Countable unions and the whole real line R

Question

It has been a while since my undergraduate introductory analysis course, so I am a little rusty. I know that to show two sets $B, C$ are equal, you first show that $B\subseteq C$ and then $C\subseteq B$ . To show $B\subseteq C$ you take any element of $B$, say $b \in B$ and show that $b \in C$.

The main issue I have is actually doing this for some inclusions. Like using the Archimedean Property and so on. Now to my question:

How would you show, for $a,b\in \Bbb{R}$ with $a<b$, that $$\bigcup^\infty_{n=1}(a,b-\frac{1}{n}]=(a,b)$$

where $\bigcup^\infty_{n=1}(a,b-\frac{1}{n}]$ is a countable union of half open intervals.

Also how would you show that $$\bigcup^\infty_{n=1}(-n,n)=\Bbb{R}$$ Note $n\in\Bbb{N}$ here.

Edit 1: For the second one, I think I have the direction $\Bbb{R}\subseteq\bigcup^\infty_{n=1}(-n,n)$.

Consider $x\in\Bbb{R}$. We have three cases $x>0$ and $x<0$ and $x=0$. For $x=0$, we have that for all $n\in\Bbb{N}$, $-n<0<n$ so $0\in\bigcup^\infty_{n=1}(-n,n)$.

Now for any positive real number ,there exists an $N\in\Bbb{N}$ such that $N\leq x < N+1$.

Now for $x<0$ we have that $-x>0$. By what I stated previously, there exists $m\in\Bbb{N}$ such that $m\leq -x < m+1$ . So $-m-1 < -x \leq -m <m+1$ and so $x \in(-m-1, m+1)$. Thus $x \in\bigcup^\infty_{n=1}(-n,n)$. The case for $x>0$ is similar.

But I am unsure of how to show the other inclusion $\bigcup^\infty_{n=1}(-n,n)\subseteq\Bbb{R}$

Answer 1

Do you know when two sets are equal?

Say $B=(a,b)$ and $$A=\bigcup^\infty_{n=1}(a,b-\frac{1}{n}]$$ You must prove $A=B$.

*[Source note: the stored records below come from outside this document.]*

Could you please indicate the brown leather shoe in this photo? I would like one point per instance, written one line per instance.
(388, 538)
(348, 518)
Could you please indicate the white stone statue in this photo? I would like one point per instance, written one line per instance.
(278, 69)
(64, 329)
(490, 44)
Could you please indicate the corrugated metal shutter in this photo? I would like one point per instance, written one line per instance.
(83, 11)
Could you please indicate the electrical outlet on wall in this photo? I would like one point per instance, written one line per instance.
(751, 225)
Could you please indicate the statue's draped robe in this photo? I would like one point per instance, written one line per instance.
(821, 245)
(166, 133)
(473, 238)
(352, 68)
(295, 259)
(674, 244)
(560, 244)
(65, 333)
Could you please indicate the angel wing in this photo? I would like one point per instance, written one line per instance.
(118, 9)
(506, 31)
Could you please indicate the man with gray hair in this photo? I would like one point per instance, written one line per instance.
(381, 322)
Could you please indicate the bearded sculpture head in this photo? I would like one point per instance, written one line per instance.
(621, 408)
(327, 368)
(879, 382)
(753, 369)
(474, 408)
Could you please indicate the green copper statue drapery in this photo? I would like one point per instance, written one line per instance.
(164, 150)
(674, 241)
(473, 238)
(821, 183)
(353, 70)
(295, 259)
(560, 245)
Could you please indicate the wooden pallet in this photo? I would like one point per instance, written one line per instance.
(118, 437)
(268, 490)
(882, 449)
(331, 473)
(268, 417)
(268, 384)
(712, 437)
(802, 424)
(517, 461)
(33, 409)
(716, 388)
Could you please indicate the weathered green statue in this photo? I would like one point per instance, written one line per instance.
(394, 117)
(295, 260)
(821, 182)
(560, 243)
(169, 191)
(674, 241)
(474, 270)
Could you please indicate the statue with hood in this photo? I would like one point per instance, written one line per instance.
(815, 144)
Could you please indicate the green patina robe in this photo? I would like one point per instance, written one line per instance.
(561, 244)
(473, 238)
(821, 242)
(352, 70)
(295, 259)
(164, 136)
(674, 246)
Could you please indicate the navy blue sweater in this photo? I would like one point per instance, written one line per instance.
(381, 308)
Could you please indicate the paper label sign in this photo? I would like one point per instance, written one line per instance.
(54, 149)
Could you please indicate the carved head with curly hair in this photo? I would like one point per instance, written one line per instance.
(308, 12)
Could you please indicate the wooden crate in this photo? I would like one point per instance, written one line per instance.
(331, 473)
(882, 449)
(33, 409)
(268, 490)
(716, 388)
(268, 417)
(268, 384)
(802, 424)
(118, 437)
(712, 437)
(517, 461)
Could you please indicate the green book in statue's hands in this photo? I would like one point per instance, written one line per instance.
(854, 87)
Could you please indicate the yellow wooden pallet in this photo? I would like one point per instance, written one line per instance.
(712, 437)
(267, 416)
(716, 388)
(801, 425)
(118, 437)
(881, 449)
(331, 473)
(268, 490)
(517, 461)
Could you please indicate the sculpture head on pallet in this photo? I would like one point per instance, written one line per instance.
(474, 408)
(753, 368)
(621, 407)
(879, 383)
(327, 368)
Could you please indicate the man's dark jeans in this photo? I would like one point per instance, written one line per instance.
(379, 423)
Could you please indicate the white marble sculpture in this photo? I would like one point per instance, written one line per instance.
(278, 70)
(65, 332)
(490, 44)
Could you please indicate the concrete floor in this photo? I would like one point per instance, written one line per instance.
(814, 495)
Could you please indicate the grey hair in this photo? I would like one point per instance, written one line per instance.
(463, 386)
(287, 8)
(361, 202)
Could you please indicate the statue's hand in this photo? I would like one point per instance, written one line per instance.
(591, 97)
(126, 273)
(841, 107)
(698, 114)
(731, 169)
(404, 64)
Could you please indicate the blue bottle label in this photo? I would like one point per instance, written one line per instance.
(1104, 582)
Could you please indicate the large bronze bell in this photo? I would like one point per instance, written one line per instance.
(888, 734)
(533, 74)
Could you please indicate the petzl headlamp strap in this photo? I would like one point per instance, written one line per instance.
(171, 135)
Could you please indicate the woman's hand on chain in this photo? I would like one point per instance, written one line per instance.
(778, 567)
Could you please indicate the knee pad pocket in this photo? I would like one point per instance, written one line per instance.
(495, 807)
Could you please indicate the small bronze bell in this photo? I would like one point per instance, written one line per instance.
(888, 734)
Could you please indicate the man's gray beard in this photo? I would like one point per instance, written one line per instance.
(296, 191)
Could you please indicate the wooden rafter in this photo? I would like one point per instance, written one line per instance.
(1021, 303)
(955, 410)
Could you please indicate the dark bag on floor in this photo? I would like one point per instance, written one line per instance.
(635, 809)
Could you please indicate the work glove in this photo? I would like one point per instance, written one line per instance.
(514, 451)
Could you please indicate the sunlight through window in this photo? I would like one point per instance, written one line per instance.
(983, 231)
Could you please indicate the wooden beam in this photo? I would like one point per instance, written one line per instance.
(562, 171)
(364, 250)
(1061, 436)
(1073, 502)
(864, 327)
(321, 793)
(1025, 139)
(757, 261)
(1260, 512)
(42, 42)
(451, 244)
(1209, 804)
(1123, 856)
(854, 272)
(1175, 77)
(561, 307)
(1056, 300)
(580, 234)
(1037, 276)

So take any $x\in A$ and prove that it is also in $B$. Then do vice versa.

Answer 2

By double inclusion. For the first question, because for any positive integer $n$, we clearly have $(a,b-\frac{1}{n}]\subset(a,b)$, we know that $\bigcup^\infty_{n=1}(a,b-\frac{1}{n}]\subset (a,b)$

Now consider any element $x \in (a,b)$. Then, $x<b$ and because $\lim_{n\rightarrow \infty}b-\frac{1}{n}=b$, by very definition of the limit, we know that there is some integer $n$ such that $x<b-\frac{1}{n}<b$. Hence, $x\in (a,b-\frac{1}{n}]$. It follows that $(a,b)\subset \bigcup^\infty_{n=1}(a,b-\frac{1}{n}]$, so we are done.

With a similar reasoning, one can show your second question concerning $\mathbb{R}$.

Answer 3

Suppose $\exists x \in (a,b)$ s.t. $x \notin\bigcup_{n=1} ^{\infty}(a, b-\frac{1}{n}]$

Then $b-\frac{1}{n}<x$ $\forall n \in \mathbb{N}$

But $$\lim_{n \rightarrow \infty}b-\frac{1}{n}=b$$ which implies that $b \leq x$ by algebra of limits which is a contradiction.

Hence $(a,b) \subset \bigcup_{n=1} ^{\infty}(a, b-\frac{1}{n}]$

Similarly you can prove the other direction.

The second problem is proven simialrly.

Answer 4

Part 2:

Let $n \in \mathbb{Z^+}.$

1) $\bigcup_{n=1}^{\infty} (-n,n) \subset \mathbb{R}.$

Trivial.

Now show that $\mathbb{R} \subset \bigcup_{n=1}^{\infty} (-n,n)$.

2) Let $r$ be real, positive.

Archimedean principle:

There is a $n \in \mathbb{Z^+}$ with $n>r.$

Hence $r \in (-n,n).$

2) Let $r <0.$

Then consider $-r >0.$

Archimedean principle :

There is a $n \in \mathbb{Z^+}$ with

$n >-r .$

Hence $-n < r$ , and $r \in (-n,n)$.

3)Let $r = 0;$ $0 \in (-1,1)$.

Altogether:

$\mathbb{R} \subset \bigcup_{n=1}^{\infty} (-n,n)$.